Music might be the food of love but the sound that sets hearts aflutter does not travel between cultures, suggests a new study.
Whilst people could instantly recognize a lullaby or dance music, they were much more uncertain about love songs belonging to a different background.
Researchers at Yale University played 14-second snippets of vocals from a bank of songs that originated from a host of cultures to more than 5,000 people from 49 countries.
The research team included subjects not only from the industrialized world but more than 100 individuals who live in three small, relatively isolated groups of no more than 100.
“All around the world, people sing in similar ways. Music is deeply rooted in human social interaction,” said Senior author Professor Samuel Mehr.
For the study, published in the journal Proceedings of the National Academy of Sciences, the team played subjects the snippets then asked them to rank each as being one of four music types: dance, lullabies, “healing” music, or love music.
This experiment was performed in 31 languages, yet regardless of the language people from all cultures could easily identify dance music, lullabies, and, to a lesser extent, even music created to heal.
Recognition of what the researchers identified as love songs, however, lagged these other categories.
When the team analyzed responses based on language groupings, they found that 27 of the 28 groups correctly rated dance, all 28 were able to identify lullabies but only 12 of the 28 groups were able to identify love songs.
“One reason for this could be that love songs may be a particularly fuzzy category that includes songs that express happiness and attraction, but also sadness and jealousy,” said Lidya Yurdum Lead author and research assistant.
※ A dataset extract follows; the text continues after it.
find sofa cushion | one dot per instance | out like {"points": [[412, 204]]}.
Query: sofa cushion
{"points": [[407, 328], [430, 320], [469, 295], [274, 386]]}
“Listeners who heard love songs from neighboring countries and in languages related to their own actually did a little better, likely because of the familiar linguistic and cultural clues.”
Apart from love songs it seems that most themes were universally recognized in music.
Yurdum added: “Listeners’ ratings were largely accurate, consistent with one another, and not explained by their linguistic or geographical proximity to the singer showing that musical diversity is underlain by universal psychological phenomena.
“Our minds have evolved to listen to music. It is not a recent invention.
“But if we only study songs from the Western world and listeners from the Western world, we can only draw conclusions about the Western world, not humans in general.”